El interior de la camioneta se movió veinte metros hacia arriba. El encantamiento etéreo duraría poco y, cuando el interior de la camioneta recobrara su densidad corpórea, saldría disparado hacia la parte profunda del río; nosotras ascendimos volando con la forma de grandes pájaros negros hasta el sitio exacto al que se desplazaron y, antes de que el interior del carro fuera lanzado a lo profundo del río, atrapamos a las niñas con nuestras garras. Las chiquillas se llevaron un tremendo susto, pero no más que el que se llevaron los delincuentes que las habían raptado. Por fortuna, ninguno de los brujos del enjambre los acompañaba, excepto por un par de amuletos vigías, que no tuvieron tiempo de desenmascarar nuestra identidad.

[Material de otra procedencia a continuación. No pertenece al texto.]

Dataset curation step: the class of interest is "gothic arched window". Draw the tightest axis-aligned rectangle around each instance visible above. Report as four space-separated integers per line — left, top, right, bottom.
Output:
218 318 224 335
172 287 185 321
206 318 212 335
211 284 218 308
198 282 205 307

Las niñas nos reconocieron y pronto lograron calmarse. Yo recordé el refugio que habíamos dejado en Puerto Lleras; decidimos volver a él, pues estaba en un emplazamiento seguro, ni demasiado lejos, ni demasiado cerca de la selva. Los tinigua se pondrían en contacto con nosotros pronto y, entonces, sabríamos lo que tendríamos que hacer.